And I did. I gave her a couple of hours, before I returned whistling. The floor was white, the table laid for lunch, two eggs put in a cold saucepan by the grate, the fire piled up to smoulder, and a nosegay of red leaves and berries placed in a tumbler on the windowsill. The place looked neater and homelier than I had ever succeeded in making it, and Morgiana was gone. Of the eternal instinct are Eve’s daughters; and this one, it appeared, had no difficulty in “throwing back” from silks to homespun.

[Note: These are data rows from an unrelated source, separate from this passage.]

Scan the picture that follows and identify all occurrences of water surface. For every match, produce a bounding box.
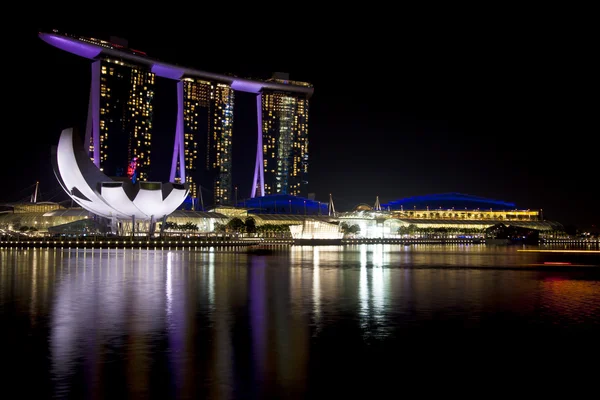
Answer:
[0,245,600,399]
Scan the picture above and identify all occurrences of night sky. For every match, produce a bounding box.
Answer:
[7,13,600,227]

That night came a very strange experience to me.

CHAPTER VIII.
THE WRITING ON THE WALL

On entering the dining-room at Evercreech, I found company assembled. I had not been warned, and I was not introduced. I came in late, and took my seat at the table quietly, being placed between Mr Pugsley and a lady whom I did not know. I learned, however, in due course, that she was a Mrs Dalston, who, with her husband, also present, was a new-comer in the neighbourhood. The two had taken the Lone Farm, a decent but rather decayed property situated on the outskirts of Market Grazing, and foolishly reputed to be haunted. But it was inexpensive—perhaps because of its reputation—and fully adequate to the needs of a childless couple. The only other guest was, to my pleasure, Sir Maurice Carnac, who had earlier shown me friendship, and who was down somewhere in Hampshire for the shooting. But he looked little capable of shouldering a gun, and was altogether sadly altered from my memory of him, having but lately, as I learned, recovered from a paralytic stroke, whose passing had left him much debilitated. He lay sunk in his chair, like a heap of human ashes, and with all the old fire of roguery smouldering low in him. But he seemed to awaken suddenly on my entrance, and looking across at me as I sat down, treated me to a leer and wink.

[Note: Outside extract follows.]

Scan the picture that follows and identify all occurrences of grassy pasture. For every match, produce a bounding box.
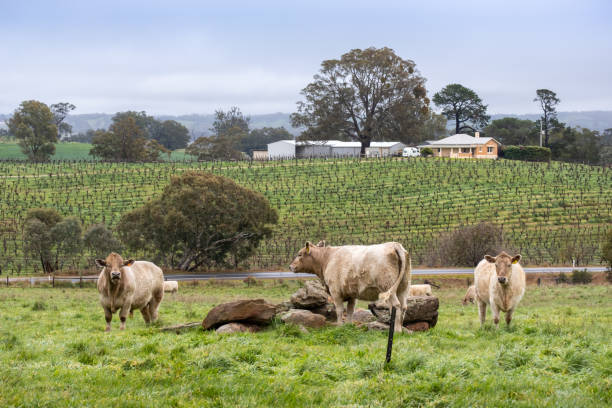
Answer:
[0,281,612,407]
[0,158,612,273]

“Hillo, Charlie, my boy!” he chuckled. “What sport with the girls, hey!”

Consternation sat on every face. My lord, looking much perturbed, bent to the old rascal, and enlightened him.

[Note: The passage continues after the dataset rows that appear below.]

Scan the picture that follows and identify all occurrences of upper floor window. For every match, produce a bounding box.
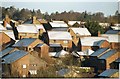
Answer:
[63,41,68,44]
[22,64,27,68]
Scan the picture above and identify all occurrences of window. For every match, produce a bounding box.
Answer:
[23,64,26,68]
[29,70,37,74]
[53,40,56,43]
[32,64,37,66]
[63,41,68,44]
[23,75,26,77]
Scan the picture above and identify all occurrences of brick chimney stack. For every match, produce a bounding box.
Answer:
[3,15,11,27]
[98,31,101,37]
[32,16,37,24]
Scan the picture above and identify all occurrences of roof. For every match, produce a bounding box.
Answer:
[52,20,65,23]
[36,43,44,47]
[101,34,120,43]
[50,44,61,47]
[0,47,15,57]
[98,69,119,77]
[2,50,28,64]
[3,30,15,40]
[49,22,68,27]
[23,19,33,24]
[58,69,70,76]
[71,28,91,36]
[6,23,12,30]
[13,38,36,47]
[115,58,120,63]
[17,24,38,33]
[48,31,72,40]
[72,49,94,57]
[99,50,116,59]
[68,21,80,25]
[80,37,108,46]
[55,50,69,57]
[52,27,68,31]
[90,48,109,56]
[94,40,106,46]
[111,26,120,30]
[43,22,52,30]
[105,30,120,34]
[35,24,46,32]
[0,24,7,30]
[49,52,57,57]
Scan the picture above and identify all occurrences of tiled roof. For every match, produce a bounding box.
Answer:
[0,47,15,57]
[13,38,36,47]
[2,50,28,64]
[101,34,120,43]
[50,44,61,47]
[105,30,120,34]
[68,21,80,25]
[80,37,108,46]
[99,50,116,59]
[98,69,119,77]
[0,24,7,30]
[3,30,15,40]
[50,22,68,27]
[48,31,72,40]
[55,50,69,57]
[115,58,120,63]
[90,48,109,56]
[17,24,38,33]
[71,28,91,36]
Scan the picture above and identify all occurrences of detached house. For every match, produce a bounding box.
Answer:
[0,32,15,51]
[68,21,80,26]
[17,24,45,39]
[48,31,72,50]
[101,34,120,49]
[90,48,119,72]
[98,69,119,78]
[68,28,91,46]
[80,37,110,51]
[13,38,42,52]
[2,50,46,77]
[49,21,69,31]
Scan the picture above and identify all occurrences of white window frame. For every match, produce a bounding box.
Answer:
[22,64,27,69]
[63,40,69,44]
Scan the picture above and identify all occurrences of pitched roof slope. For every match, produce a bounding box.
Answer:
[80,37,108,46]
[99,50,116,59]
[17,24,38,33]
[3,50,28,64]
[48,31,72,40]
[98,69,119,77]
[71,28,91,36]
[13,38,36,47]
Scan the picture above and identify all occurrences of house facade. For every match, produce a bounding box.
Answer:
[13,38,42,52]
[68,28,91,46]
[48,31,72,50]
[2,50,46,77]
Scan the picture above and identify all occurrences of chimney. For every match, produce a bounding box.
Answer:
[3,20,7,28]
[32,16,37,24]
[98,31,101,37]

“Gaskett, Carnac; Gaskett!” he said. “You remember Richard Gaskett?”

“Hey!” The old man sat up. What link of memory had slipped in him, obliterating a whole score of years? “Richard, hey?” he said, immensely sly. “I know, I know. The lovely one’s pledge—earnest of widowed respectability. But mum, mum, my boy—I know. What days, hey!”

The soup engaged and silenced him—at least in everything but its absorption. It was some moments before the talk could find itself an embarrassed vent. But Sir Maurice brightened as he fed. Good fare was the natural aliment to that impoverished soil. He had only wandered and lost himself when hungry. In a little he had forgotten all about his balourdise, and was paying senile compliments along the table to his hostess.

In the moment of its delivery, however, the strange lady next me had turned quickly and looked me in the face. She appeared to me an utterly colourless person, fade, thin, dowdy, with hardly a sign of spirit or expression—a condemned ghost of womanhood. I wondered presently at the fond attentions with which her husband treated her, at his efforts to win a smile from her unresponsive face, and his patience when habitually baffled, since he himself was a fine bold figure of a man, white-teethed, black-whiskered, for all his forty-five or so years. And I wondered still when I came to learn how persistently she had disappointed his hopes of an heir, the few children she had born to him having died one by one on the very threshold of their existence. But perhaps all those fruitless pangs were accountable as much for his manly devotion as for her insensibility. She might have held him responsible for that seed of death which had stultified all the rich Woman in her. In any case, that he was more attached to her than she to him was obvious.